BANGKOK – In the 1980s, Thailand’s military-backed government oversaw a growth miracle, spurred by the development of heavy industry and Japanese investment. The generals who seized power in a military coup in May are staking their legitimacy on a similar renaissance—but they face a more complex economic backdrop.
Since the coup, the junta has made economic matters its priority. It has paid almost $3 billion in delayed subsidies to farmers. The generals have cleared around a third of a $22 billion backlog in investment projects. And they have announced plans to spend $75 billion over eight years to improve transport infrastructure, linking Thailand with China.
Their goal is to arrest a slump that has made Thailand one of Asia’s worst-performing economies this year.
As a model, they are looking to the government of Prem Tinsulanonda, a former army commander who led Thailand as prime minister in the 1980s, backed by a cohort of technocrats. Gen. Prem, who at 93 years old still wields clout in the military, leveraged Japanese government loans to build roads, rail and industrial parks along Thailand’s eastern seaboard.
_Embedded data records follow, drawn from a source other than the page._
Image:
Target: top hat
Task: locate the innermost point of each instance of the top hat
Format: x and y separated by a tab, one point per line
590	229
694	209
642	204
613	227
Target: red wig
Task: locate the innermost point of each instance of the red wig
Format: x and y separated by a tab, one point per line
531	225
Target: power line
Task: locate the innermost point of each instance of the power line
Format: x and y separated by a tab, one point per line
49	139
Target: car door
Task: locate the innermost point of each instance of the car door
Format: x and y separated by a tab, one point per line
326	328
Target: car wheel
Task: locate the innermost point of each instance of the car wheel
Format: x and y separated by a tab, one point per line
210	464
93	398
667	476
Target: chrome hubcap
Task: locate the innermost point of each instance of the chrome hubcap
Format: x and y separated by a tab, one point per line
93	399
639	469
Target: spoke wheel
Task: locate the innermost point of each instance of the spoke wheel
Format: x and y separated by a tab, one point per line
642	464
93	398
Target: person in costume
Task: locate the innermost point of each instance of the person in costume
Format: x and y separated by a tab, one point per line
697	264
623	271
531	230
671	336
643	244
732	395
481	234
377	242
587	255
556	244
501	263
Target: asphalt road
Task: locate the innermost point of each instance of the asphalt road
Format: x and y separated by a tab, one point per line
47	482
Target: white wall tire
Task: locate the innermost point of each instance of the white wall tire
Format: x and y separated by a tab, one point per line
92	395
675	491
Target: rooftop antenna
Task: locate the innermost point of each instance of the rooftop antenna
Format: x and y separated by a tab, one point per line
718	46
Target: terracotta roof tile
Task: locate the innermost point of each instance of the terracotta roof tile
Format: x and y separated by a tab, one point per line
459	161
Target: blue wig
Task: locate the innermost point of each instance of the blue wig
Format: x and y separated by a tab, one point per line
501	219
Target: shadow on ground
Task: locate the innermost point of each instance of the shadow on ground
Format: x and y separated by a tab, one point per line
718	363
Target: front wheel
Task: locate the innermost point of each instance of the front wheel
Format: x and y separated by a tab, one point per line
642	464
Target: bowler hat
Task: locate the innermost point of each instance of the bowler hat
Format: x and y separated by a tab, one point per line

A petrochemical industry flourished and the economy was growing by double digits at the end of the decade. Foreign auto makers began to set up in Thailand, turning the nation into the “Detroit of the East.”
“The aim is to get back to the good old days of 1980 to 1988, when technocrats ran the country. There’s a belief, there’ll be government investment-led growth,” said Supavud Saicheua, an economist at Phatra Securities, a Thai stock brokerage.
But it was easier then. Thailand was an impoverished, rural economy, and the government made rapid gains through state spending that encouraged people to move from fields to factories. Southeast Asia was peaceful after years of conflict. Foreign investment poured into Thailand, especially from Japan, whose companies were looking for cheaper production bases.